Quem vê o ator Marlon Wayans em filmes como Todo Mundo em Pânico (2000), As Branquelas (2004) e O Pequenino (2006), nem imagina que o ele já fez algum trabalho mais sério na vida. Mas é só voltar para o mesmo ano do primeiro Todo Mundo em Pânico e dar uma olhada em Réquiem para um Sonho. De tão marcante em seu papel, não conseguimos imaginar ser a mesma pessoa. Fora isso, Wayans quase foi o Robin no cinema, antes de Chris O´Donnell, na fase dos filmes de Tim Burton. Outra atuação séria do ator foi no blockbuster G.I. Joe – A Origem de Cobra (2009), no qual atuou ao lado de Channing Tatum e foi quem trouxe peso à superprodução. Acredite!

Jerry Lewis

Agora adentramos no terreno dos comediantes eternizados, que infelizmente não se encontram mais conosco. Se fizermos uma votação com os maiores humoristas da sétima arte, sem dúvida Jerry Lewis estará na lista de todos. Filmes como O Terror das Mulheres (1961) e O Professor Aloprado (1963) ajudaram a imortalizá-lo. Mas até mesmo um grande nome do gênero como Lewis (cujo um dos últimos trabalhos foi na produção nacional Até que a Sorte os Separe 2), andou em terrenos mais dramáticos. O mais memorável atende pelo título O Rei da Comédia (1983), de Martin Scorsese, com Robert De Niro – filme que pode ter sido grande influência para o vindouro Coringa, com Joaquin Phoenix. Seu último papel de protagonista foi em Max Rose (2013), drama no qual interpreta um pianista terminal. O filme faz parte do acervo Netflix.

Peter Sellers

Bem, e se Jerry Lewis faz parte do Olimpo da Comédia mundial, o mesmo deve ser dito do cultuado Peter Sellers.

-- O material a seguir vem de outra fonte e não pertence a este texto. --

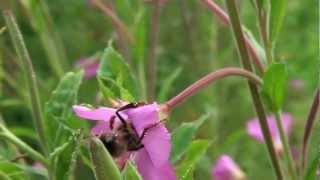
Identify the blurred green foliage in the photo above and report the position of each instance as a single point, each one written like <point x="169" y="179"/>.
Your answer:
<point x="192" y="43"/>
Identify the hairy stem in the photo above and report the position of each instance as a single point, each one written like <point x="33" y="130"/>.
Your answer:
<point x="240" y="41"/>
<point x="30" y="76"/>
<point x="226" y="20"/>
<point x="153" y="38"/>
<point x="286" y="146"/>
<point x="210" y="78"/>
<point x="308" y="127"/>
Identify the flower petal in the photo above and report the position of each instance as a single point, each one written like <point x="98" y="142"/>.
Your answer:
<point x="101" y="113"/>
<point x="157" y="143"/>
<point x="100" y="128"/>
<point x="149" y="172"/>
<point x="143" y="116"/>
<point x="226" y="169"/>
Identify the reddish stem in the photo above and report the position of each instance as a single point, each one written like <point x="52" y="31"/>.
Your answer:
<point x="308" y="126"/>
<point x="206" y="80"/>
<point x="224" y="18"/>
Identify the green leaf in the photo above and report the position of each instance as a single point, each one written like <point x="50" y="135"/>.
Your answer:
<point x="274" y="86"/>
<point x="4" y="176"/>
<point x="104" y="166"/>
<point x="194" y="152"/>
<point x="114" y="76"/>
<point x="257" y="45"/>
<point x="130" y="172"/>
<point x="183" y="135"/>
<point x="65" y="157"/>
<point x="59" y="108"/>
<point x="167" y="84"/>
<point x="12" y="170"/>
<point x="277" y="13"/>
<point x="312" y="169"/>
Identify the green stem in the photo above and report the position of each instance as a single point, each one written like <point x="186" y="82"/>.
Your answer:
<point x="6" y="134"/>
<point x="30" y="76"/>
<point x="237" y="30"/>
<point x="285" y="144"/>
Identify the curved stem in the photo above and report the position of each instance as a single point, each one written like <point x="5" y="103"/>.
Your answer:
<point x="244" y="55"/>
<point x="210" y="78"/>
<point x="152" y="59"/>
<point x="225" y="19"/>
<point x="308" y="126"/>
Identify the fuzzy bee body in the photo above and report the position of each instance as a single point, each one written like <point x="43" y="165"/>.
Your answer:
<point x="122" y="140"/>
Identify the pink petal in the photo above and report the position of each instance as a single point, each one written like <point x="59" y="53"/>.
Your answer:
<point x="149" y="172"/>
<point x="100" y="128"/>
<point x="158" y="145"/>
<point x="226" y="169"/>
<point x="157" y="139"/>
<point x="143" y="116"/>
<point x="101" y="113"/>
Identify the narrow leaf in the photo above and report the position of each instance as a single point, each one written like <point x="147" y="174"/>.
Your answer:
<point x="167" y="84"/>
<point x="183" y="135"/>
<point x="274" y="86"/>
<point x="59" y="107"/>
<point x="104" y="166"/>
<point x="114" y="76"/>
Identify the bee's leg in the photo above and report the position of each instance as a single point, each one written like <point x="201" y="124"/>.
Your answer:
<point x="128" y="106"/>
<point x="136" y="148"/>
<point x="145" y="130"/>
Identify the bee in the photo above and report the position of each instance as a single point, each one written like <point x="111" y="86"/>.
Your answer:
<point x="124" y="138"/>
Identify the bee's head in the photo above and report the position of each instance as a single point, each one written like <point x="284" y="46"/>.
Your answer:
<point x="112" y="145"/>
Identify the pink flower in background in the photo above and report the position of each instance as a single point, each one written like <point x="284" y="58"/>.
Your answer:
<point x="90" y="66"/>
<point x="153" y="159"/>
<point x="297" y="84"/>
<point x="226" y="169"/>
<point x="254" y="130"/>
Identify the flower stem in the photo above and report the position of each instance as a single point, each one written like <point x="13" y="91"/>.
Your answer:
<point x="210" y="78"/>
<point x="9" y="136"/>
<point x="152" y="64"/>
<point x="223" y="16"/>
<point x="237" y="30"/>
<point x="285" y="143"/>
<point x="308" y="126"/>
<point x="30" y="76"/>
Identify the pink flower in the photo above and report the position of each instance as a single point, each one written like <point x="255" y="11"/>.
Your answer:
<point x="254" y="130"/>
<point x="226" y="169"/>
<point x="153" y="159"/>
<point x="297" y="84"/>
<point x="90" y="66"/>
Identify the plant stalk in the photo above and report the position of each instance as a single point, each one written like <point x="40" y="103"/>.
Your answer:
<point x="152" y="64"/>
<point x="225" y="19"/>
<point x="30" y="76"/>
<point x="308" y="127"/>
<point x="210" y="78"/>
<point x="240" y="41"/>
<point x="286" y="146"/>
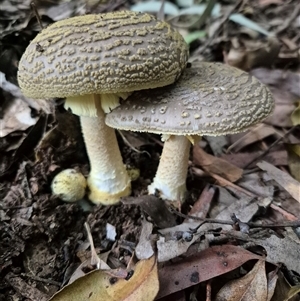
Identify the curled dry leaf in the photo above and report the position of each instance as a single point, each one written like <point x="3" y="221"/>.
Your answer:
<point x="251" y="287"/>
<point x="285" y="180"/>
<point x="205" y="265"/>
<point x="101" y="285"/>
<point x="294" y="160"/>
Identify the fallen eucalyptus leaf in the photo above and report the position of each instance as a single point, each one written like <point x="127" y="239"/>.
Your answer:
<point x="242" y="20"/>
<point x="102" y="285"/>
<point x="285" y="180"/>
<point x="207" y="264"/>
<point x="251" y="287"/>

O humorista é lembrado até hoje pelo icônico papel do detetive Jacques Clouseau no clássico A Pantera Cor de Rosa (1963), personagem que interpretaria mais cinco vezes em continuações. Além deste, outro grande marco da comédia da época foi Um Convidado Bem Trapalhão (1968), dirigido pelo mesmo Blake Edwards. Já das parcerias com Stanley Kubrick saíam trabalhos mais sérios, como em Lolita (1962), mesmo em comédias satíricas e de humor negro, como o caso com Dr. Fantástico (1964) – de onde saiu sua primeira indicação ao Oscar. O papel que Sellers mais perseguiu, no entanto, foi em Muito Além do Jardim (1979), dirigido por Hal Ashby, baseado no livro de Jerzy Kosinski. No filme, Sellers vive um jardineiro autista que se transforma em celebridade. Pelo filme, o comediante recebeu sua segunda indicação ao Oscar.